In questi giorni sto leggendo diversi articoli e report sulla digital transformation e l’evoluzione del CMO verso la sua versione “tecnologica”, tutti trend molto interessanti e incoraggiati rispetto alla mia professione.
Il cliente d’altra parte vuole muoversi attraverso i diversi i canali e punti di contatto e diviene alla fine esso stesso un media per le aziende, ponendo al marketing nuove sfide strategiche.
Insomma, tutto bene, viste anche le grandi opportunità di occupazione nel settore del digitale?
In teoria sì.
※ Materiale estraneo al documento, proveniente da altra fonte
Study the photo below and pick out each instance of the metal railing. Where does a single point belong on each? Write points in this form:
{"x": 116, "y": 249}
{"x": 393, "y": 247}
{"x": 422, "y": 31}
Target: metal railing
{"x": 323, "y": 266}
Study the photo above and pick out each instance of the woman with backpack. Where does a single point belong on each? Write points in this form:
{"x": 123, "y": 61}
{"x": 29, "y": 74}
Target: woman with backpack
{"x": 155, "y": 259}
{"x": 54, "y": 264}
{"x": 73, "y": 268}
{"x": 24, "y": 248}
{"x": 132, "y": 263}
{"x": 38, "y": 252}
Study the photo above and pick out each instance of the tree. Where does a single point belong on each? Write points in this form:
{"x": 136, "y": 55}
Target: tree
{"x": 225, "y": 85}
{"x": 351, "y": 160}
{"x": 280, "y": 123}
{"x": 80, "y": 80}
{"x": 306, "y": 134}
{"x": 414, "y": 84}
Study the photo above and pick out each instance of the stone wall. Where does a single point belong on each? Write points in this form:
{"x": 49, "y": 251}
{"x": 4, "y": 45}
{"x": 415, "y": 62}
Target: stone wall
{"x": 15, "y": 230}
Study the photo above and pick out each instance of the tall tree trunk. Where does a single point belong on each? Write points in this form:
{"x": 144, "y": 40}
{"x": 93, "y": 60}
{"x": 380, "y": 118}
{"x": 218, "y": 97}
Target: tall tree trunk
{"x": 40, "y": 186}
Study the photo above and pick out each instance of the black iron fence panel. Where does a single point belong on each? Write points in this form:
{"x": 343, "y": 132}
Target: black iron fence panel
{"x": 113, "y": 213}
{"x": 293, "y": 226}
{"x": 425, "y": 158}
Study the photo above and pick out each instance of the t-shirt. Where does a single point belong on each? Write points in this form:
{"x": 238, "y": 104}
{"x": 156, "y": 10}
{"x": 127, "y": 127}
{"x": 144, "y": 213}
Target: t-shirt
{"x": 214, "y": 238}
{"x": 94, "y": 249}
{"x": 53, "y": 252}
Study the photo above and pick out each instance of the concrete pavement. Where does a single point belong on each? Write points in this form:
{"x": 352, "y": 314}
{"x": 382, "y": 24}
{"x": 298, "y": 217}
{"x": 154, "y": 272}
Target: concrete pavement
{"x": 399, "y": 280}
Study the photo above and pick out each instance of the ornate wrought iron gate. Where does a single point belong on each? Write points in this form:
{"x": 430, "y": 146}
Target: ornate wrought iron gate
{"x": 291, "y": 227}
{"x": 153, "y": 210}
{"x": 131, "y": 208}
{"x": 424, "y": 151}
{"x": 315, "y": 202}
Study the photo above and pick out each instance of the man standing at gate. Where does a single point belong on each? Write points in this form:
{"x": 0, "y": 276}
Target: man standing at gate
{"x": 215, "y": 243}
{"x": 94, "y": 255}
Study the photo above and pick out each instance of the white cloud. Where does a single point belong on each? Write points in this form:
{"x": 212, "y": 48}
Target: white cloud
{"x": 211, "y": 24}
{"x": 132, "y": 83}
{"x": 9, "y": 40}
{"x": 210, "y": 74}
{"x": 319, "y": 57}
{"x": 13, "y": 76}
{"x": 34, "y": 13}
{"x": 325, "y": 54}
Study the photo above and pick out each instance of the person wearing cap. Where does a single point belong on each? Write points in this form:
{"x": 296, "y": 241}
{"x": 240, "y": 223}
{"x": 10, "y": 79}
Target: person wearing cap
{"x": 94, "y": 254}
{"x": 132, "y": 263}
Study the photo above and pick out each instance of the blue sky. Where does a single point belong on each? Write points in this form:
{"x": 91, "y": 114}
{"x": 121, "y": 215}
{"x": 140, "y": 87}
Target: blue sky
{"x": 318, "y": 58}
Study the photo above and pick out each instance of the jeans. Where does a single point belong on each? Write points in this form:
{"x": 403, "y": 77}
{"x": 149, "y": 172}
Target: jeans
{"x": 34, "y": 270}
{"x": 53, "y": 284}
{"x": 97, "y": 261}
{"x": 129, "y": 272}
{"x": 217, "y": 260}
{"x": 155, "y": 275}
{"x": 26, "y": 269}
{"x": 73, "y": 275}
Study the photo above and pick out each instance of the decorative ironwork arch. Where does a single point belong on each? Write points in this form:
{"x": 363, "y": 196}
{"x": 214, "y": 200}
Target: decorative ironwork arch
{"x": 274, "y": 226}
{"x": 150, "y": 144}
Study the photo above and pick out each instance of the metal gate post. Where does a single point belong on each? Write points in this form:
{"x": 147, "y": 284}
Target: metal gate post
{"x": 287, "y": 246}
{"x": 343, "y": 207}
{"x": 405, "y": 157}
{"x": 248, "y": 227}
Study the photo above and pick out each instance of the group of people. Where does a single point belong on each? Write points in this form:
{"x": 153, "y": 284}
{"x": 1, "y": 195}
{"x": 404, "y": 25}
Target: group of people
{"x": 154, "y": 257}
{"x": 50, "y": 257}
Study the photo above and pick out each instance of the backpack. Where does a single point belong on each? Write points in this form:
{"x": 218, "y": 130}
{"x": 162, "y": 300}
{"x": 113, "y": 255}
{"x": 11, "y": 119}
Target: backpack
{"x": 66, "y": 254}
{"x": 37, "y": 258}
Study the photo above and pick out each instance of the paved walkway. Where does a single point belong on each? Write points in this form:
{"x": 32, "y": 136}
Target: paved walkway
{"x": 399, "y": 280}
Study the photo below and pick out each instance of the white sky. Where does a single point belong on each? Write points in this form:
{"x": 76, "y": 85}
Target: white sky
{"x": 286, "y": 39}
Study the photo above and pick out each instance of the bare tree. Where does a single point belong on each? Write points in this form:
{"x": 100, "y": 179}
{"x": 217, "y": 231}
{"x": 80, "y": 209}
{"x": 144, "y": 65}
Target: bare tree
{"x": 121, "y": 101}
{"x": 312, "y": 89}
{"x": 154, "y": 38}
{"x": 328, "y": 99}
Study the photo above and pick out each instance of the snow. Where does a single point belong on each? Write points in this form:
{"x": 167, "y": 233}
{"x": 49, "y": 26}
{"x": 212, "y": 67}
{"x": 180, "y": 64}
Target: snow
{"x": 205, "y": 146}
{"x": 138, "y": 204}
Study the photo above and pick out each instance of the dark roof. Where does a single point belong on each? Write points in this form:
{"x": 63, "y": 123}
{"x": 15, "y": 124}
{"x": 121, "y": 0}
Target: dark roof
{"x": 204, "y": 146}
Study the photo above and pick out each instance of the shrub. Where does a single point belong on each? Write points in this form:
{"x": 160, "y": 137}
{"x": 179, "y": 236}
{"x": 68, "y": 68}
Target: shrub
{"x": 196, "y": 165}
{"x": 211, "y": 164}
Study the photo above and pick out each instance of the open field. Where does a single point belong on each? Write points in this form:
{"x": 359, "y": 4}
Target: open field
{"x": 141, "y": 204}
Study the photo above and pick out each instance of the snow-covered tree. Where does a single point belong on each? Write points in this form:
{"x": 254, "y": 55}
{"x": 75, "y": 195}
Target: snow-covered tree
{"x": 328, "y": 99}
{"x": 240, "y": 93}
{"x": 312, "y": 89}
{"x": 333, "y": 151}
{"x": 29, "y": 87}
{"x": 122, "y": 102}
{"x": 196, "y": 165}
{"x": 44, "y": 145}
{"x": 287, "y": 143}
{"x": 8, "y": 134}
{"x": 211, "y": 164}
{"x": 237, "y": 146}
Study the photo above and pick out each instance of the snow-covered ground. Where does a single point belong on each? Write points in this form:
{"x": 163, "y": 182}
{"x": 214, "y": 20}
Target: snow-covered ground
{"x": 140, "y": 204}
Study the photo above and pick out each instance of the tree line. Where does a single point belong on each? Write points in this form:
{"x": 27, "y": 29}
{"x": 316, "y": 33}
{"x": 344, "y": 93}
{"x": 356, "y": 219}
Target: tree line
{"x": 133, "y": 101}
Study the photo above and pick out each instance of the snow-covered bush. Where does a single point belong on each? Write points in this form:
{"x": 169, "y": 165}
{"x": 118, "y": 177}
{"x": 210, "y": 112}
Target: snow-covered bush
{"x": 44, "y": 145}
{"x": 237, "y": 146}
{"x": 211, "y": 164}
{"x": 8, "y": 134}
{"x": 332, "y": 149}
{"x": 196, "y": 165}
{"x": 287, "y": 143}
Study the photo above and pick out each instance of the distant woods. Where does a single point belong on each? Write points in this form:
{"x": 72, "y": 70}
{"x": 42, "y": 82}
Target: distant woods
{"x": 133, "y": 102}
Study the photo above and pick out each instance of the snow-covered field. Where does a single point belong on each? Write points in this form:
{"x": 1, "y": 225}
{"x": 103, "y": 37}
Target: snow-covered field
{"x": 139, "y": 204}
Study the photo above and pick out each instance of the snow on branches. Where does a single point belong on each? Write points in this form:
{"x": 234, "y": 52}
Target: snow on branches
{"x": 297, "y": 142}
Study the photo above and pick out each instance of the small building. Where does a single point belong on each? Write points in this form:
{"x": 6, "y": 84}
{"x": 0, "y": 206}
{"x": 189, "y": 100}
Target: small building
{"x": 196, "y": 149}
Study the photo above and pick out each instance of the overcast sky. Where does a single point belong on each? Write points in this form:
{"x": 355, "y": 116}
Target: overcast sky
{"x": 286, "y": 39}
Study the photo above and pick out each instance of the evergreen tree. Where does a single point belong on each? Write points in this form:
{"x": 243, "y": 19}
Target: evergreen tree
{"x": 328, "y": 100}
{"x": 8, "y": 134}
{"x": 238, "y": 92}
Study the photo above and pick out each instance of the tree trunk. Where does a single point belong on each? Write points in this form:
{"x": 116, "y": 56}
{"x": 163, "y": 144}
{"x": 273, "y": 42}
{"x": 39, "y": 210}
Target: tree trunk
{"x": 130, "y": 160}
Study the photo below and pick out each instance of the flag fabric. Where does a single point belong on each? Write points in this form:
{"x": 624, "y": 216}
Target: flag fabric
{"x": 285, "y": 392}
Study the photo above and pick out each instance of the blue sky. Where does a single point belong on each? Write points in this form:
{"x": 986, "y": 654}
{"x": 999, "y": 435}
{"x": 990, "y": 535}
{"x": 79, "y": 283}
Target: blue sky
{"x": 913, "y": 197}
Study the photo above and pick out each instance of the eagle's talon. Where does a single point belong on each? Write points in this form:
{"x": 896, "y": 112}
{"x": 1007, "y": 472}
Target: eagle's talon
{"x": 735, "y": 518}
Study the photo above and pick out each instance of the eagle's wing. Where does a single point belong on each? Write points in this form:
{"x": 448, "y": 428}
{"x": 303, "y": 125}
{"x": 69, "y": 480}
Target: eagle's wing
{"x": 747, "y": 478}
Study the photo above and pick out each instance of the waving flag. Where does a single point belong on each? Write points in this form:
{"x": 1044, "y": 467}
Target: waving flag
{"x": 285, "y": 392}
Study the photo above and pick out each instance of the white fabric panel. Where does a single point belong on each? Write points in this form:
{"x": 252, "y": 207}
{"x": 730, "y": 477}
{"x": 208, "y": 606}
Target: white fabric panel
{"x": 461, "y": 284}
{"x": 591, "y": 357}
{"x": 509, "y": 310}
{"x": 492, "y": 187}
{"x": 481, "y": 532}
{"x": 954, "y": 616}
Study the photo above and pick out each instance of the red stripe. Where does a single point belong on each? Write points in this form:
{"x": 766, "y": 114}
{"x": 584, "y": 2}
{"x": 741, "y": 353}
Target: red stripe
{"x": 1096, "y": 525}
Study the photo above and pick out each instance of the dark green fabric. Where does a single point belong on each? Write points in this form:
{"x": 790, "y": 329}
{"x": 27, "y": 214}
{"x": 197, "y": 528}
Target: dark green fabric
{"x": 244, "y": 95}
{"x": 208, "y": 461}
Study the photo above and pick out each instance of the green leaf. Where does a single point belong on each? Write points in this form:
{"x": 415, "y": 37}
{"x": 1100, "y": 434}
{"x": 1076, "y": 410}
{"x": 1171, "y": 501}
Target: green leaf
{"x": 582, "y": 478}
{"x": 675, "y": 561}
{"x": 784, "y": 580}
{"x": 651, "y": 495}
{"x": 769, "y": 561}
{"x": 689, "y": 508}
Ma le cose sono più complesse.

Prima di tutto è ancora difficile per la gran parte delle aziende valutare le competenze.
Ormai quello del digitale, come ho scritto ormai tante volte, è un ecosistema complesso da cui emergono qua e là come punte dell’iceberg dei temi come i social media, il mobile (ancora visto soprattutto come app) e pochi altri.
Su tutte queste tematiche si scontrano due atteggiamenti ugualmente pericolosi: da una parte la convinzione che siano strumenti padroneggiabili da chiunque perché li maneggiamo anche per usi privati, dall’altra invece l’affido totale a dei guru più o meno della porta accanto che vengono ascoltati come oracoli ma ai quali manca tutta la parte strategica.
Pochi invece cercano delle risorse adeguate interne, che poi possano interagire con cognizione di causa verso i fornitori e che riescano ad avere quella visione di insieme e quell’equilibrio fra managerialità e tecnicismo che altrove è già molto ricercato.

Un altro aspetto organizzativo forte poi è quello delle sovrapposizioni di ruoli tra IT, marketing e altre aree, visto che questi temi sono estremamente pervasivi e che oggi l’investimento in tecnologia sta diventando sempre meno appannaggio dei dipartimenti informatici che pure però devono essere coinvolti per garantire il giusto equilibrio.
Infine la paura di perdere potere da parte dei ruoli che esistono già è importante e diffusa e per questo molti manager e interi enti aziendali si occupano in modo parziale e spesso rudimentali di pezzi dell’ecosistema digitale, entrando inevitabilmente in collisione fra loro e soprattutto con chi viene incaricato di occuparsene nell’organizzazione.
Oggi dunque, dove anche ci siano dei ruoli di digital marketing o anche di Chief Marketing Technology Officer, è ancora ingente la quantità di energie e tempo spesa in conflitti derivanti da organigrammi mal strutturati e in sovrapposizione.
Si tratta di problematiche comuni anche ad altre nazioni e culture e sono parte di un processo evolutivo, tuttavia io credo che oggi il nostro paese sconti più di altri una cultura manageriale basata sulla difesa del ruolo esistente e sulla paura di turbare gli equilibri complessivi (come in politica) , senza contare l’approccio spesso poco scientifico al marketing e alla comunicazione. Sono troppo drammatico?
Maggio 2, 2013 at 9:07 PM
Anche questa, come le altre tue, è una analisi attenta, precisa, diretta e (ahimè) vera al punto tale da esser tema di quotidiano confronto con nostri omologhi di altri settori…. Tutti, dal primo all’ultimo, dicono la stessa cosa… Ogni grande rivoluzione nasce da piccoli passi quotidiani e da tanto (sempre troppo) sangue sparso… Nel 2013 potremmo pensare ad una guerra fredda fatta di posizioni a scacchiera e definizione di nuovi confini… A volte, si è tentato anche di creare il “giardino delle posizioni inutili ma gratificanti”…il risultato? un nuovo potenziale ostacolo al percorso…altro che parcheggio temporaneo! Ci vuole metodo e impegno, volontà e costanza, coerenza e focalizzazione per fare il Change management… E’ un po’ come in politica… se affidi il compito di innovare ad uno dei membri della commissione che scrisse la Costituzione, come pensi possa organizzare il suo gruppo di lavoro? Mandando a casa i propri compagni di merende per 50 anni o arginando ogni barlume di nuovo? (senza star troppo nel vago cito il recente Bersani/Renzi…sia mai illuminante su come può andare a finire se non si cambia mentalità….). Bravo Gianlu!